DOI: 10.23937/2378-3516/1410020

Spontaneous Bacterial Pleuritis from Respiratory Source and High Adenosine Deaminase Level

Alberto Garcia-Zamalloa1*, Mar Zabalo2, Milagros Berruete3, Elena Telleria4, and Arantza Moyua5

1Internal Medicine Service, Policlinica Gipuzkoa, Basque Country, Spain
2Intensive Care Unit, Policlinica Gipuzkoa, Basque Country, Spain
3Biochemistry Laboratory, Policlinica Gipuzkoa, Basque Country, Spain
4Department of Emergencies, Policlinica Gipuzkoa, Basque Country, Spain
5Radiology Service, Policlinica Gipuzkoa, Basque Country, Spain

*Corresponding author: Alberto Garcia-Zamalloa MD, Internal Medicine Service, Policlinica Gipuzkoa, 20009 Gipuzkoa, Spain, Tel: 34-943.002800, E-mail:
Int J Respir Pulm Med, IJRPM-2-020, (Volume 2, Issue 2), Case Report; ISSN: 2378-3516
Received: March 04, 2015 | Accepted: April 04, 2015 | Published: April 08, 2015
Citation: Garcia-Zamalloa A, Zabalo M, Berruete M, Telleria E, Moyua A (2015) Spontaneous Bacterial Pleuritis from Respiratory Source and High Adenosine Deaminase Level. Int J Respir Pulm Med 2:020. 10.23937/2378-3516/1410020
Copyright: © 2015 Garcia-Zamalloa A, et al. This is an open-access article distributed under the terms of the Creative Commons Attribution License, which permits unrestricted use, distribution, and reproduction in any medium, provided the original author and source are credited.

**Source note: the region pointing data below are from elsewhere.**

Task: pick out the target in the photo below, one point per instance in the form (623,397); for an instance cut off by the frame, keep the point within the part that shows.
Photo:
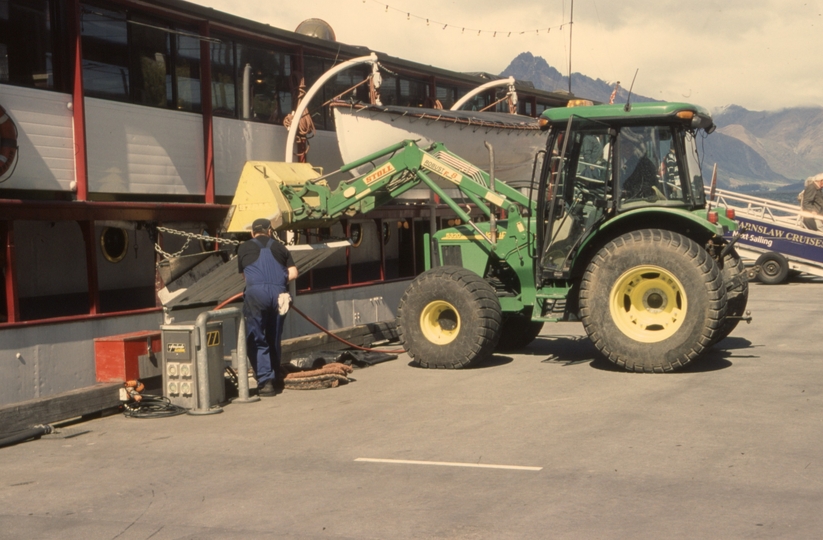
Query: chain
(189,237)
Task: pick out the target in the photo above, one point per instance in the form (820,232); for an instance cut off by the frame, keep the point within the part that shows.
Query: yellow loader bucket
(258,193)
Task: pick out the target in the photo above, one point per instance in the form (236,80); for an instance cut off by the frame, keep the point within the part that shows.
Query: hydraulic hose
(32,433)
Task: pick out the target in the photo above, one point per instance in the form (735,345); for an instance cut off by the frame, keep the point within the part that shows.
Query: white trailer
(773,240)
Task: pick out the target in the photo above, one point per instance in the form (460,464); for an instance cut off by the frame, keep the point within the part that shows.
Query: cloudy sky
(760,54)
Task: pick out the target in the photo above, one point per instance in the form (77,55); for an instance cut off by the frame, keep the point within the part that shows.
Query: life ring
(8,142)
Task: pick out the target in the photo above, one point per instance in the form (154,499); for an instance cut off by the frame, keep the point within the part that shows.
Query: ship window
(114,243)
(187,73)
(131,58)
(223,95)
(270,94)
(105,54)
(152,69)
(27,56)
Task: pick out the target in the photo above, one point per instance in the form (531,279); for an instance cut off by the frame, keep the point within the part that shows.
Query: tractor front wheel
(652,300)
(448,318)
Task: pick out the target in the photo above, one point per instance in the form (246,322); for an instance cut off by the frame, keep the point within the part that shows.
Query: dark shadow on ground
(494,360)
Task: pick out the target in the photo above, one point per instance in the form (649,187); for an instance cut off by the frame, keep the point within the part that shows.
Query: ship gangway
(773,240)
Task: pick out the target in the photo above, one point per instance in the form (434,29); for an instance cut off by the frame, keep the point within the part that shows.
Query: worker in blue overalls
(267,267)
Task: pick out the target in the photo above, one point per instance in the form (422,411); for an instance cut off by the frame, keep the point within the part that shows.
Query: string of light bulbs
(546,30)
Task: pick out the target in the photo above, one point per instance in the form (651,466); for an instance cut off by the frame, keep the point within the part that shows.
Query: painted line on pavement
(450,464)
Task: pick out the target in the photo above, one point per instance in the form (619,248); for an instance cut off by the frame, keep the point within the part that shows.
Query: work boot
(267,390)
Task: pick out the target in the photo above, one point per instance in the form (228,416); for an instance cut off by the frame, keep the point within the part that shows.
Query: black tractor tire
(448,318)
(736,280)
(774,268)
(517,332)
(652,300)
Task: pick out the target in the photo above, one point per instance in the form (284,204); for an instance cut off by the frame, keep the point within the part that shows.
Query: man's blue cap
(260,225)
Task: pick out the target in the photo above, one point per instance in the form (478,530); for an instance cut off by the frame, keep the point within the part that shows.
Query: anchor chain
(189,237)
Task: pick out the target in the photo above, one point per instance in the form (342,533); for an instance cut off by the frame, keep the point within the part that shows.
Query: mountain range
(753,150)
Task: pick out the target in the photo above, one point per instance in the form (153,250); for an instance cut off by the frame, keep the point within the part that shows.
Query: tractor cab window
(650,167)
(575,195)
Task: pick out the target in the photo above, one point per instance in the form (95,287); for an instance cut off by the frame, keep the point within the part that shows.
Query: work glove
(283,303)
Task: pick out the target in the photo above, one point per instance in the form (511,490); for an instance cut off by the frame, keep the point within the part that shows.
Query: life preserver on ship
(8,144)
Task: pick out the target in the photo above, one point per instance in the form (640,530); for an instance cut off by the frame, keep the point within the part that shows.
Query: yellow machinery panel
(258,193)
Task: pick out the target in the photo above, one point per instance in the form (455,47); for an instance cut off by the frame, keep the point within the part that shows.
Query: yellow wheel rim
(648,304)
(440,322)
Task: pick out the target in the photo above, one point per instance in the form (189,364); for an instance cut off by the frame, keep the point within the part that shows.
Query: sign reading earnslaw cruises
(794,242)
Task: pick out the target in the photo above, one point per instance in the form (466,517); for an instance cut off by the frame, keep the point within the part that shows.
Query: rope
(152,407)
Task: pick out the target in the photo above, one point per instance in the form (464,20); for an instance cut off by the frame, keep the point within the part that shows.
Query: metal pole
(571,27)
(298,113)
(241,363)
(202,365)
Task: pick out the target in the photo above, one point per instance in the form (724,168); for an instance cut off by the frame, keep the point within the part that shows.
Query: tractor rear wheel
(448,318)
(652,300)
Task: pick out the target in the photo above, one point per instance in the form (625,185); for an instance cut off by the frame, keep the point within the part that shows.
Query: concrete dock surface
(552,442)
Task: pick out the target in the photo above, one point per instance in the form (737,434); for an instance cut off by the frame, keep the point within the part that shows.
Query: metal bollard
(202,364)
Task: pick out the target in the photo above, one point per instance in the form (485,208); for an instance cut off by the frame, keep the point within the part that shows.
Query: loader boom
(305,200)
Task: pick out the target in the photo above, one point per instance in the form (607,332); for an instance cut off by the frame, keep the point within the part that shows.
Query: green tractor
(613,230)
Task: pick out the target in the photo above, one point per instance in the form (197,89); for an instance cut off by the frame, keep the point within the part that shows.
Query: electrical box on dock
(180,375)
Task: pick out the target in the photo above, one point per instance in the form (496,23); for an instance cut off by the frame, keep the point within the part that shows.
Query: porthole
(114,242)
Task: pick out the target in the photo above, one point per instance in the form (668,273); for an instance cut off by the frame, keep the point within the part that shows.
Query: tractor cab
(603,161)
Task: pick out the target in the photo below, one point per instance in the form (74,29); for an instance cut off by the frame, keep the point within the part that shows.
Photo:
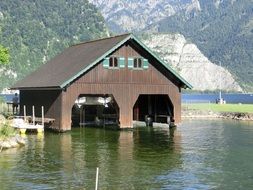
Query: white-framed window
(138,63)
(113,62)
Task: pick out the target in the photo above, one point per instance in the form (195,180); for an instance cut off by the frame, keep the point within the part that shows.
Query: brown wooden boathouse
(120,69)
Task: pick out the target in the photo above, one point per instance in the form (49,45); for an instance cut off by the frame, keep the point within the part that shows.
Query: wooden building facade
(120,67)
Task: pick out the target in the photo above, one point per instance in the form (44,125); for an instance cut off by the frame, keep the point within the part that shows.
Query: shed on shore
(116,79)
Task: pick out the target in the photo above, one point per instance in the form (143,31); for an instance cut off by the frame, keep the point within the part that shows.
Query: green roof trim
(162,62)
(128,37)
(96,61)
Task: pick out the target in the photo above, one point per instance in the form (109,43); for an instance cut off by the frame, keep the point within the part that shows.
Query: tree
(4,55)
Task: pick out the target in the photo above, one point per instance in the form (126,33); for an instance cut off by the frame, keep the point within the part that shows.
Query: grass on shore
(240,108)
(6,130)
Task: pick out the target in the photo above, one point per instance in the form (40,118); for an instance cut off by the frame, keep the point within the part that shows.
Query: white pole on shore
(42,115)
(33,116)
(25,113)
(96,188)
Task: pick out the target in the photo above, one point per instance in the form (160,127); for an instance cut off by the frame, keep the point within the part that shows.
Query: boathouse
(111,80)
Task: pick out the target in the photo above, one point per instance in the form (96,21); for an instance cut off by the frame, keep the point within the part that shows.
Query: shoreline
(222,115)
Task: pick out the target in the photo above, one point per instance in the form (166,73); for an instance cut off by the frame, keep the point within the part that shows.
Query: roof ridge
(101,39)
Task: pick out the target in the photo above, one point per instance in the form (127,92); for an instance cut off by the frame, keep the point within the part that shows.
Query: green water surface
(199,154)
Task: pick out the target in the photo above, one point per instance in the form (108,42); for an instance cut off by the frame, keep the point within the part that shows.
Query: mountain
(221,29)
(187,59)
(134,16)
(36,30)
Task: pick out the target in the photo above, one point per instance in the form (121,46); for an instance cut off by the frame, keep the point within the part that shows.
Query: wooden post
(25,113)
(96,188)
(33,115)
(149,105)
(42,115)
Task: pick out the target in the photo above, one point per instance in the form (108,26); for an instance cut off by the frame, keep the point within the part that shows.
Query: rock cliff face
(133,15)
(186,58)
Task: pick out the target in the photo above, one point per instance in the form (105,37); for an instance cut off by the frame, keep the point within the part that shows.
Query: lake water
(199,154)
(206,98)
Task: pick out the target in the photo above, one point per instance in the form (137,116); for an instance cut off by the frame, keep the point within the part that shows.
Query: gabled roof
(76,60)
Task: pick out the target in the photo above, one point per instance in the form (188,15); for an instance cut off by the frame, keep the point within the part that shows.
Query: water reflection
(197,155)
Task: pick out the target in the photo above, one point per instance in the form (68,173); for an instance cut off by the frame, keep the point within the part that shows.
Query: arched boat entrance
(158,108)
(95,110)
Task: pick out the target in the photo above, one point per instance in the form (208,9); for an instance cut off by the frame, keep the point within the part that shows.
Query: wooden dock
(24,123)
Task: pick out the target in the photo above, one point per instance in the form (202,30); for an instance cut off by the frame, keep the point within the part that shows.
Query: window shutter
(121,62)
(130,63)
(145,64)
(106,62)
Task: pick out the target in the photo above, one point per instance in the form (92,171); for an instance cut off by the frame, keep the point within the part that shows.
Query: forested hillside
(36,30)
(223,30)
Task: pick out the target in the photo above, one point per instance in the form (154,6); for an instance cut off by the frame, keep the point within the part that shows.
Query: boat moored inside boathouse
(110,81)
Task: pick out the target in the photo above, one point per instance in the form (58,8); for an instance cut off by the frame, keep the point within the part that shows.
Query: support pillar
(126,110)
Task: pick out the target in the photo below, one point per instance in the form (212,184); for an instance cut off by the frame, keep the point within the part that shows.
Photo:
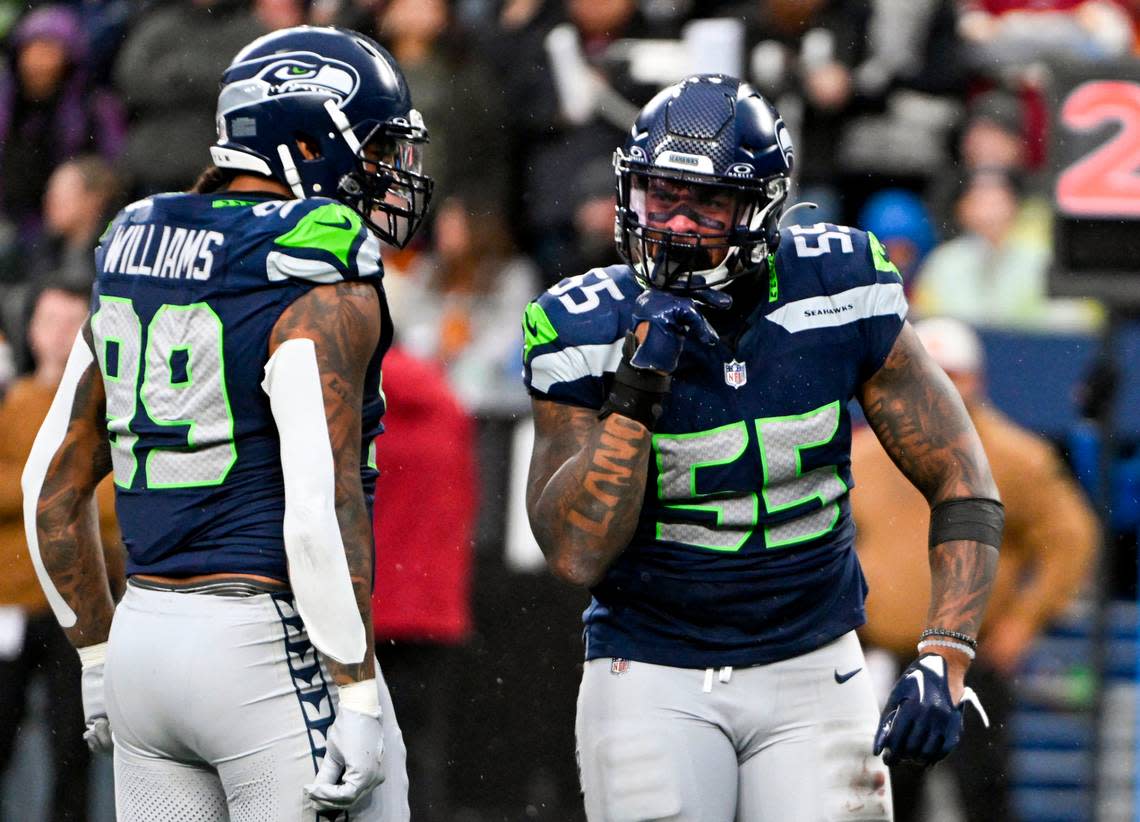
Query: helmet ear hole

Spontaneous Bacterial Pleuritis (SBP) is defined as spontaneous infection of a preexisting hepatic hydrothorax [1]. Although spontaneous bacterial peritonitis and SBP are closely related, the latter has seldom been reported and its pathogenesis remains unclear [2]. We present a case of SBP from a respiratory source and which showed an elevated level of Adenosine deaminase (ADA) value in pleural fluid, not previously described in medical literature.

Case Report

An obese 85 year-old woman was admitted to the hospital because of extreme dyspnoea after one week with fever and cough. She had been previously diagnosed with myelodysplastic syndrome, chronic renal failure with creatinine 2 mg/dl, glomerular filtrate 25 ml/min; and cirrhosis with moderate persistent ascites despite diuretic treatment and mild pleural effusion reaching a fifth of the right hemithorax.

On examination the temperature was 37.9ºC, the blood pressure 110/70 and pulse rate 110 beats per minute. She was somnolent but arousable with verbal stimuli. Flapping was not evident. Hypophonesis on the right hemithorax was evident on auscultation. There were no clinical signs of ascites or peripheral edema.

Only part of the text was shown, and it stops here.